A request for a commission of inquiry into the case of convicted paedophile Peter Ellis has been declined by the Government.
Ellis, a former worker at the Christchurch Civic Childcare Centre, was convicted and jailed on 16 counts of indecency in relation to seven children in 1993.
He was released from prison in 2000 after serving two-thirds of a 10-year sentence.
The request for a commission of inquiry was initiated by former National MPs Don Brash and Katherine Rich, along with author Lynley Hood, who wanted all aspects of the investigation and legal processes relating to the case re-investigated.
Justice Minister Simon Power declined the request today , saying Ellis had not exhausted all his appeal rights.
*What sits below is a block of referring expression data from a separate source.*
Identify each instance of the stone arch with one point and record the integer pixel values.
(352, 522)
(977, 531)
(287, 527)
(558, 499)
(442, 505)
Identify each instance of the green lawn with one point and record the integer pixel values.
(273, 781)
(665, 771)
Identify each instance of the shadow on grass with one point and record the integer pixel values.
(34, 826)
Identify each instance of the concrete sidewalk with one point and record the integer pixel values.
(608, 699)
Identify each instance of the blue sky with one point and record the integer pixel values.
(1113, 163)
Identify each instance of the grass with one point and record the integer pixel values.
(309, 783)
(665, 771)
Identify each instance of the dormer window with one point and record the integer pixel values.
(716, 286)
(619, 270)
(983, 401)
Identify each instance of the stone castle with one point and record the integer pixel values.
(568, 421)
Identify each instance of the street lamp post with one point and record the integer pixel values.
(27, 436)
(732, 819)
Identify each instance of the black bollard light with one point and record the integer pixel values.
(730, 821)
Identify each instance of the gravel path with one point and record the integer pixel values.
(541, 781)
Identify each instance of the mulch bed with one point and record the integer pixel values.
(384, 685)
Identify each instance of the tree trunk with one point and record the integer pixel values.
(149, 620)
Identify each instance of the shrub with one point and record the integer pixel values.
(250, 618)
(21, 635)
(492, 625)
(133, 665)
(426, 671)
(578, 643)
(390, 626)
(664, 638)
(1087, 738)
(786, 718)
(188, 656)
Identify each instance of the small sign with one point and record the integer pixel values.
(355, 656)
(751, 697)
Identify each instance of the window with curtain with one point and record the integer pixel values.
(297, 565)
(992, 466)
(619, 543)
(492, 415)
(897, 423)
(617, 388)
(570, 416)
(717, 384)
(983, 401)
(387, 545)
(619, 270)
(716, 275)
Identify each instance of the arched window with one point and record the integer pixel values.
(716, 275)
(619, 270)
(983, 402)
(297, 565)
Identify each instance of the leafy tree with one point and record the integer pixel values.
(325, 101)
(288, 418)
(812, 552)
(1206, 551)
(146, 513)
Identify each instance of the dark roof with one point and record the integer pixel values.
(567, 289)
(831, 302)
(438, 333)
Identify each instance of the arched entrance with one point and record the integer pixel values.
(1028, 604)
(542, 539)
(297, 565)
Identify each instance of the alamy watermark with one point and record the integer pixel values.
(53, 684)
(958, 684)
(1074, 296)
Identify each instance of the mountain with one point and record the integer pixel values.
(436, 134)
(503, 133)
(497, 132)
"After a careful and comprehensive examination of the case, and consultation with my Cabinet colleagues, I have concluded that Mr Ellis' outstanding right to seek leave to appeal to the Privy Council means the request for a commission of inquiry should be declined," Mr Power said.
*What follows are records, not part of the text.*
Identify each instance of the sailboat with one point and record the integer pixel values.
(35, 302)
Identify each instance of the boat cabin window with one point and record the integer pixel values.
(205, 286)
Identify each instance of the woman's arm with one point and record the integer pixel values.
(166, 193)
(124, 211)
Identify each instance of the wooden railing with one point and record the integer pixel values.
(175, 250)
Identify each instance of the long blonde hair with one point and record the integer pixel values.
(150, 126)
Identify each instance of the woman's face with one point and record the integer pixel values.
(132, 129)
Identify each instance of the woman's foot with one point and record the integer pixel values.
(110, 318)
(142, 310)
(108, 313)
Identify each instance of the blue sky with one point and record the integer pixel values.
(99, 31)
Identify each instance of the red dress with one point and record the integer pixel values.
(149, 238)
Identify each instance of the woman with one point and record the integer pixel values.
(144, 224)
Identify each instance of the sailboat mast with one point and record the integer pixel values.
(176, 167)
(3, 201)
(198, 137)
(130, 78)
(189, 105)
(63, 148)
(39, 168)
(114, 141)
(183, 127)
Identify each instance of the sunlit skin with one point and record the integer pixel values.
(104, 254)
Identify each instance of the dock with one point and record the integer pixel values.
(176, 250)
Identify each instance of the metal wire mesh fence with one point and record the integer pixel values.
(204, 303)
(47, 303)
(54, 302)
The initiators of the request had asked for the commission to have the power to recommend a pardon for Ellis if it found there had been a miscarriage of justice.
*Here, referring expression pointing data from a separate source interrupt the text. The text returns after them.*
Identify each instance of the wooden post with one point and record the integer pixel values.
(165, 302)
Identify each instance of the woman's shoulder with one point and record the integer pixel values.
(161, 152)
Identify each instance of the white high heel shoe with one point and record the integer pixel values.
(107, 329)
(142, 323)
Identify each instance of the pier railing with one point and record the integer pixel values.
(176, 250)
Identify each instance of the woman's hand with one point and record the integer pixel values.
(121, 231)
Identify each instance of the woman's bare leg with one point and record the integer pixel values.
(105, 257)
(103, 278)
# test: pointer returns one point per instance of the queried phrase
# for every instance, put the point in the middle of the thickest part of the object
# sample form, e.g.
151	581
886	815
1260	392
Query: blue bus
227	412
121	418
"Mr Ellis' outstanding appeal rights have a significant bearing on the suitability of an inquiry and its ability to achieve finality at this point in the case's history," Mr Power said.
He said the justice system was independent of the Government and it wouldn't be appropriate to accept the request.
"Other reasons for declining the request include that the Commissions of Inquiry Act is not well designed for an inquiry into the safety of particular criminal convictions, and there is a question about whether it is legally possible to order an inquiry into such convictions under this Act."
Ellis' lawyer, Judith Ablett-Kerr QC, has previously talked about filing an application for special leave to appeal to the Privy Council, but has not yet done so.
Hood has written a book pointing out alleged flaws in the police investigation and case involving Ellis.